No campo das centrais sindicais que historicamente organizaram os trabalhadores para as grandes lutas também há um silêncio rotundo. São meros aparelhos burocráticos, incapazes de mobilizar os trabalhadores. O que se vê, na realidade, é o contrário: os trabalhadores tendo de passar por cima das instituições que criaram quando precisam encaminhar alguma luta. E não têm sido poucas.

O Dieese contabilizou perto de 1.500 greves em 2018, e já estão registradas quase mil agora em 2019. E, pasmem, a maioria dessas movimentações foi para garantir direitos básicos que estavam sendo surrupiados pelos patrões, como o pagamento de salários, 13º salário, férias. Um cenário assustador que tende a ficar pior com a consolidação da reforma trabalhista que legaliza a retirada de inúmeros direitos e abandona ainda mais o trabalhador à própria sorte.

É fato que há uma imobilidade das entidades tradicionais dos trabalhadores. Inclusive, diante de uma proposta de reforma sindical, que prevê parcerias com os patrões, o que se vê são algumas centrais negociando o projeto “menos pior” dentro do Congresso Nacional, seguindo com a política suicida de acreditar que por dentro do Congresso conquistarão avanços. Colado a isso temos o apoio cego dos grupos bolsonaristas que têm feito excelente trabalho de comunicação, expandindo suas redes e bombardeando os espaços com informações falsas sobre as “maravilhas” do governo.

Sem justiça do trabalho, sem central de luta e sem sindicato combativo restará, então, à classe trabalhadora se reinventar o que, de certa forma, vem acontecendo, ainda que muito lentamente. Quem vive na pele a derrocada das suas condições materiais não fica parado. A tendência é o aprofundamento das contradições e da luta de classe. Isso leva os trabalhadores para a luta e a luta pode abrir caminhos grandiosos. Os povos originários, por exemplo, que enfrentam nova onda de violência e extermínio decidiram sair pelo mundo, denunciando o governo e pedindo socorro. Também estão se mexendo.

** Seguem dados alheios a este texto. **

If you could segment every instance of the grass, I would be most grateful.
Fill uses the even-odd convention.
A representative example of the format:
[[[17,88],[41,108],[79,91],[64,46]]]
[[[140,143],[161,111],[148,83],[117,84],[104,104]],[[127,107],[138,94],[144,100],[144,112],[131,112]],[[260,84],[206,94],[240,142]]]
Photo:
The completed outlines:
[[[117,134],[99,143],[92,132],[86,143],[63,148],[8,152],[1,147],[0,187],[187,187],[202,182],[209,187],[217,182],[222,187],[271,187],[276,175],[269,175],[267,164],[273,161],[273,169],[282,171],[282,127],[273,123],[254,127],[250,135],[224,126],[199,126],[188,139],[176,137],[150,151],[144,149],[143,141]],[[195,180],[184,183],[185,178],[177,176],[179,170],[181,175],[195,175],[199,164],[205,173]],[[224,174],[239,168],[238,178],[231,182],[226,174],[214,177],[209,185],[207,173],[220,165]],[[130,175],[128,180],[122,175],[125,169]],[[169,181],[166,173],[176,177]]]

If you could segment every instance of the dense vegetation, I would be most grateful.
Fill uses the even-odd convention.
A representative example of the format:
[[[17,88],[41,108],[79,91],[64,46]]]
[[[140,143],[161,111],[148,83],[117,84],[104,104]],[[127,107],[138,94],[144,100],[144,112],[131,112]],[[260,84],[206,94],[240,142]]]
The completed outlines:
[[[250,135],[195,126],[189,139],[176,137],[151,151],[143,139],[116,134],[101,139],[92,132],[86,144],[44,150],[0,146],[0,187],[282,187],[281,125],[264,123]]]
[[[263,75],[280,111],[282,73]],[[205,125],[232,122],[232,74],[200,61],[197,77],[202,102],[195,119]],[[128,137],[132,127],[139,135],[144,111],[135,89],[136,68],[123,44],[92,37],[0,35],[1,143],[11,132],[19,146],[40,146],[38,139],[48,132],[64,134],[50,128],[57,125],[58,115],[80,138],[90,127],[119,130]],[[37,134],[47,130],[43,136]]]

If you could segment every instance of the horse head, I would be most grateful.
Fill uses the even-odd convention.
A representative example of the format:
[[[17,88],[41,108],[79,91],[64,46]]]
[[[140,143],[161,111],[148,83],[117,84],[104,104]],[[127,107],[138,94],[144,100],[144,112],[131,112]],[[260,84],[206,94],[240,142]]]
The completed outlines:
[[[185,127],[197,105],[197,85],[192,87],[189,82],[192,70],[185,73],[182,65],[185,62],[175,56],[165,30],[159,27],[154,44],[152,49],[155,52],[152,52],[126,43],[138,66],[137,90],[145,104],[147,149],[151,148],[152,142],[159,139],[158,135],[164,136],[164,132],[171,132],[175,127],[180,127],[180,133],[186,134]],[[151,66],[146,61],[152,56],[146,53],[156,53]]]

Assim, apesar de o cenário ser bastante sombrio, nas entranhas da vida real, sem que o facebook anuncie, vai se gestando esse caldo que é resistência e que, com o andar da carruagem, pode se tornar um ataque. A história nos mostra que mesmo na mais terrível noite, quando tudo parece perdido, os trabalhadores se levantam e lutam.

Uma fagulha, apenas uma fagulha, pode desatar um incêndio.


Elaine Tavares é jornalista e colaboradora do Instituto de Estudos Latino-Americanos da UFSC.